46. As dificuldades económicas e a sua reduzida apetência para a formação, levaram-na a abandonar os estudos e a iniciar a vida profissional aos 13 anos, como operária fabril.

47. Mais tarde viria a trabalhar na agricultura e como empregada doméstica interna.

48. Está desempregada há cerca de dois anos, ocupando-se, pontualmente, em pequenos trabalhos indiferenciadas e no apoio aos cuidados de higiene a uma vizinha deficiente.

49. Recentemente passou a ser beneficiária do Rendimento Social de Inserção, no valor mensal de 180 €.

50. Contraiu casamento, por duas vezes, tendo nascido uma filha de cada um deles: a mais velha, actualmente com 37 anos, reside na Suécia e não mantém contacto com a arguida desde a separação dos pais, altura em que foi entregue aos cuidados da avó; a mais nova, actualmente com 19 anos, mantém contacto regular com a mãe, apesar de ter já vida independente.

51. Posteriormente, a arguida C... vivenciou outra relação afectiva que, tal como o segundo casamento, terá sido marcada por episódios de maus-tratos físicos e psicológicos, com várias separações/reconciliações antes do final das relações.

52. Actualmente reside sozinha, numa casa pertença da família de origem, localizada em (...) . Trata-se de uma habitação de tipologia T1, devidamente infra-estruturada e com razoáveis condições de habitabilidade.
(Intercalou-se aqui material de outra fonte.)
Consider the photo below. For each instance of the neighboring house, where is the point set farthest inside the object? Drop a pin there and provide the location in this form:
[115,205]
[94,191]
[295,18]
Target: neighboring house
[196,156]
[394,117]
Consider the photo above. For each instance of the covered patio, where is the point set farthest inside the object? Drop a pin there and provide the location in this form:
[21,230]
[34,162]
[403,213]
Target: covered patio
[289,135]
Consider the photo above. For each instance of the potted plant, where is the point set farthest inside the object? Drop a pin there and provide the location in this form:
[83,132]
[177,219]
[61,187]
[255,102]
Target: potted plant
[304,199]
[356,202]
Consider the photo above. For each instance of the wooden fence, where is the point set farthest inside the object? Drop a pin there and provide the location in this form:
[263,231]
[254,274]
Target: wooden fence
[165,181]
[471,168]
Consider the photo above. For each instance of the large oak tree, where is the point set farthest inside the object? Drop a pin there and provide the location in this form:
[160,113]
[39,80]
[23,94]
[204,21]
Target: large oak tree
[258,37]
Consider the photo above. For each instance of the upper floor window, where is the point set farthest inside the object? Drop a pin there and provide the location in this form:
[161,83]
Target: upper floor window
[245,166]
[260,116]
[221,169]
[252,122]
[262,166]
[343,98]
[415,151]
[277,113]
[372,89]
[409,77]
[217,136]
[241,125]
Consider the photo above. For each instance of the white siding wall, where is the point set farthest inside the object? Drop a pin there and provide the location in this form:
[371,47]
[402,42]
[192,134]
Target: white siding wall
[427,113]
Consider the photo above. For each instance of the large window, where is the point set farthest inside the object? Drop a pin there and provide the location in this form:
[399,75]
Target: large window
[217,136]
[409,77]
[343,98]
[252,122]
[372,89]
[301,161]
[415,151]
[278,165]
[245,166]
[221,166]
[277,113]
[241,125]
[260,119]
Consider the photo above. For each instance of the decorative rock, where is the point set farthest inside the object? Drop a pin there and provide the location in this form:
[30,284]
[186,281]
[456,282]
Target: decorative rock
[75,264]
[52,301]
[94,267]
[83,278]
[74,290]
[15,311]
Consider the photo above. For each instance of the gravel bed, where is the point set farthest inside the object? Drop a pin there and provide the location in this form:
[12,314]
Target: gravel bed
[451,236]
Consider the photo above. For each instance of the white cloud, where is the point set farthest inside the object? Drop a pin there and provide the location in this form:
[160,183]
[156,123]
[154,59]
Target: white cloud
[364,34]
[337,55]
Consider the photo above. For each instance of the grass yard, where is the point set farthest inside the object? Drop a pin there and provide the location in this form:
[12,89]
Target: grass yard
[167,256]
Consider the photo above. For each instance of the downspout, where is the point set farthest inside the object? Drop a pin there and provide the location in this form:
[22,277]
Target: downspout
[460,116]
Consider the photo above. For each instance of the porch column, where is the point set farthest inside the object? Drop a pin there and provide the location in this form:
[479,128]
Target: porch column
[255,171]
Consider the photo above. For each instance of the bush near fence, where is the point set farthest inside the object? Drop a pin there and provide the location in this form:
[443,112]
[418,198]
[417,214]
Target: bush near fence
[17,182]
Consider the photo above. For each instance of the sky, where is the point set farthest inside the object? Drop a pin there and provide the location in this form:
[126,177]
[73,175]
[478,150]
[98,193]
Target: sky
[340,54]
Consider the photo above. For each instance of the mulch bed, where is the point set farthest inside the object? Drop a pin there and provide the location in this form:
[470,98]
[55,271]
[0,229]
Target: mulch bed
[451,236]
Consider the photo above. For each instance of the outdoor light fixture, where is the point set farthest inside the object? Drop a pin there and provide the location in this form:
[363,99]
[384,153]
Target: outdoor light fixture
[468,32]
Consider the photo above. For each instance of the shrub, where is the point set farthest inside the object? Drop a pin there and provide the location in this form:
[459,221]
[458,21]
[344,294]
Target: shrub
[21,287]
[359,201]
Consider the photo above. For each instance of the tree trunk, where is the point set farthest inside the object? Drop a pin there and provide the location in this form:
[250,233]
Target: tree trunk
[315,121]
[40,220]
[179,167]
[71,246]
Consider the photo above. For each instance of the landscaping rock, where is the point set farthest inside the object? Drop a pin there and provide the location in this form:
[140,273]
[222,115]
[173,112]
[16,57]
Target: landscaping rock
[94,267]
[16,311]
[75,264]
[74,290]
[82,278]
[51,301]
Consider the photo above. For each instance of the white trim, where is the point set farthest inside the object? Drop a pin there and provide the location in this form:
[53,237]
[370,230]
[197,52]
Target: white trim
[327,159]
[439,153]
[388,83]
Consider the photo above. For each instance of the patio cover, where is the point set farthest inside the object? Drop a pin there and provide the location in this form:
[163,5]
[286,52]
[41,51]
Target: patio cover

53. No meio social em que reside, a arguida é considerada uma pessoa com um comportamento instável, nomeadamente no que se refere às relações de intimidade.

54. A forma utilitária que, de um modo geral, imprime aos relacionamentos interpessoais, contribui para a imagem socialmente negativa que detém e da qual, assumindo uma postura de vitimização, refere ter consciência.

55. A arguida verbaliza reconhecer actualmente a ilicitude dos factos destes autos, e compreender o prejuízo e dano para as eventuais vítimas. 

56. Verbaliza, ainda, vivenciar ansiedade gerada pelo processo e respectivas diligências e apreensão quanto ao desfecho do mesmo e consequências dele advenientes para a sua imagem no meio em que reside.

57. A arguida H... nasceu em Castelo Branco, sendo a segunda de 6 irmãos, tendo crescido no seio de uma família modesta, pautada pela normatividade das vivências intrafamiliares e com um adequado grau de integração social.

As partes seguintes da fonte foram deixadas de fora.